イオンが肝煎りで開発し、昨年10月にオープンした国内最大のショッピングセンター「越谷レイクタウン」。オープンから1年足らずにして、早くも空きテナントが出ている。

 6月5日の時点で空きが見られたのは10区画。イオンによると6月15日の時点で、駅から遠いmori棟で6区画、駅に隣接するkaze棟で2区画の計8区画が空いている。

 背景には「テナントがつぶれてしまうので仕方ない」(岡田元也・イオン社長)というとおり、不況により企業規模の小さいテナント企業の破綻が相次いでいることが1つ。ただ、それだけでなく、採算が合わないからと出て行くところもある。

 越谷レイクタウンは2棟合わせて売り場面積は約22万平方メートル、端から端まで歩くのに15分を要するという広さ。大きいがゆえにショッピングセンター内での競合や、お客の少ない“死に場所”が出ている。

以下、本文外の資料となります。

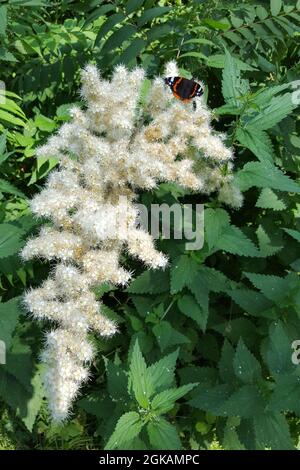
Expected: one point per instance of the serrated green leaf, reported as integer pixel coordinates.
(128, 427)
(293, 233)
(182, 271)
(274, 288)
(225, 364)
(188, 305)
(269, 200)
(265, 175)
(167, 336)
(10, 239)
(245, 365)
(279, 352)
(272, 431)
(164, 401)
(258, 142)
(162, 371)
(141, 379)
(150, 282)
(150, 14)
(163, 435)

新ブランドのテストストアなどに、採算割れが出ているという。「売り上げが計画の5分の1しか届かず、違約金を払ってでも早めに撤退したほうがいい」と判断したところもある。

 空き区画のみならず、半年前の1月時点と比べると、17区画で撤退や入れ替わりがあったようだ。イオンによると、「30の専門店が出店待ちで、空いている8区画も後継テナントが決まっている。全部で565の専門店があり、空きは全体の1.4%にすぎない」という。さらに、オープンから8ヵ月で3000万人が来店しており、ショッピングセンター全体としては好調だと強調している。

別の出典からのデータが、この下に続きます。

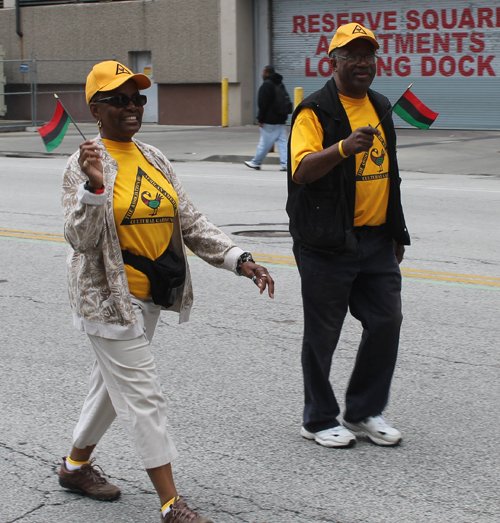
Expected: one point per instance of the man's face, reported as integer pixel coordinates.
(354, 79)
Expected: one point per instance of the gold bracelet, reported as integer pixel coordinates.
(341, 151)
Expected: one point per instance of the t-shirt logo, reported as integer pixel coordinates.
(120, 69)
(377, 159)
(152, 204)
(358, 29)
(147, 199)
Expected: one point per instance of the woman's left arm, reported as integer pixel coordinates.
(212, 245)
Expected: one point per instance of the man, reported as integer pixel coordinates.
(273, 112)
(349, 233)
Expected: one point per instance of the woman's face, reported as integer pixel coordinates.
(118, 123)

 ただ、越谷レイクタウンは850億円で不動産証券化し、イオンにはそれに見合うぶんの家賃負担がある。ショッピングセンターの運営は「テナントの業績が厳しく、家賃や最低保証条件を一時的に緩和せざるをえない」(あるショッピングセンターを運営する会社の幹部)という環境にある。それだけに越谷レイクタウンは規模が日本最大級なぶん、それに伴う問題も、また、大きいようだ。